I sit firmly in the Scott Peck camp of romantic love. Peck wrote ‘The Road Less Travelled’ and described romantic love as a mating strategy, followed by a difficult transition into real, lasting, enduring love. There have been many critiques of ‘The Road Less Travelled’ and more of Peck’s life. It seems that even though he wrote a book about how to avoid suffering in the name of love he could not maintain this in his own life and was divorced. This echoes the path of how we often consider romantic love, fragile and impermanent as it is. Many years ago, following my interest in critical realism, I wrote a short essay, A Critical Realist Analysis of Love which brought love into essentialist terms, and dismissed the magical feelings of experienced life as hormones. Since then, I have differentiated between romantic love and enduring love. The former indeed seems to reflect a mating strategy as described by Peck, and myself in my essay, and to be the subject of most stories about love relationships. The latter appears to be forged from mutual respect and barely anything to do with sex, more about loyalty and friendship. The overlap and the reason that the two are often confused are largely philosophical: we think we are in love but are really in lust, overcome by hormonal bliss. When this begins to fade, ready for the forging of lasting friendship, we are implored by various media to ‘keep the spark alive’ or to ‘keep the flame burning’. The excitement of the raging hormones must be kept alive at any cost, if this is to be ‘true love’. Heaven forbid that we sink into the perpetual bliss of a stable state.

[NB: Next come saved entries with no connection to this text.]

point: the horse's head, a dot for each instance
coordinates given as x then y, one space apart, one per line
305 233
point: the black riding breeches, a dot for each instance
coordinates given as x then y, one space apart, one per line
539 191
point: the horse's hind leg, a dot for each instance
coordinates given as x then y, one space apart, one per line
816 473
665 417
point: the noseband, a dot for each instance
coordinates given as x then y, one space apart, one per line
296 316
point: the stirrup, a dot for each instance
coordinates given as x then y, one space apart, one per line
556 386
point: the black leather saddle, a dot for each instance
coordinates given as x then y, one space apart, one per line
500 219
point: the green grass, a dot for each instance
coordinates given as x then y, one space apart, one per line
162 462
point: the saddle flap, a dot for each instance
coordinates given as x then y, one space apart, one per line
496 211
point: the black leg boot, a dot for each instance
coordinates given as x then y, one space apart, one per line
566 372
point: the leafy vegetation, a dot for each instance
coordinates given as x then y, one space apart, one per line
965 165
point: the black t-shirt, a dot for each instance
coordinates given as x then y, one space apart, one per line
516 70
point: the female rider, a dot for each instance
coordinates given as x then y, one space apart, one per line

Consequently, there are two main types of Christmas relationships: those couples who amble through amicably, looking forward to the time they can put their feet up with a cup of tea and those who drink and fight through the holiday period, determined to grasp the spark and keep fanning it by jealousy and obsession, only to make up again in the new year. Break up to make up, refresh the exciting hormones of courtship until they drop again to a dangerous level of sub-lust, only to begin the ritual again!

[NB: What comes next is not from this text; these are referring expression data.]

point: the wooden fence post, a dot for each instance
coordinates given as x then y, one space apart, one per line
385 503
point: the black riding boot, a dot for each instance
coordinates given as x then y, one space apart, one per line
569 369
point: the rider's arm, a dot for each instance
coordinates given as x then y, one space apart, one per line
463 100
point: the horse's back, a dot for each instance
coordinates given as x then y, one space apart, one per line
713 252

Writers revel in this lust-love, faithfully reporting the roller coaster ride of the hormone rocket. After all, what would be the point in writing about boring, respectful, predictable, real-love happiness? I read somewhere that one of the keys to conquering the fear around loss in love relationship0s is to face up to that fact that it is definite: one day, one way or another, one of the partners will leave. This realisation negates all the obsessive clinging and hormonal lusting, as hopefully it confirms that everyone is a whole person and their partner compliments them, not completes them and that every minute spent with this valuable person, living happily and securely is a bonus.
But where is the soap-opera plot in that? Where is the dramatic scene or the heart-rendering song lyric? Surely we, as writers, are not perpetuating the myth of lust-love as real-love?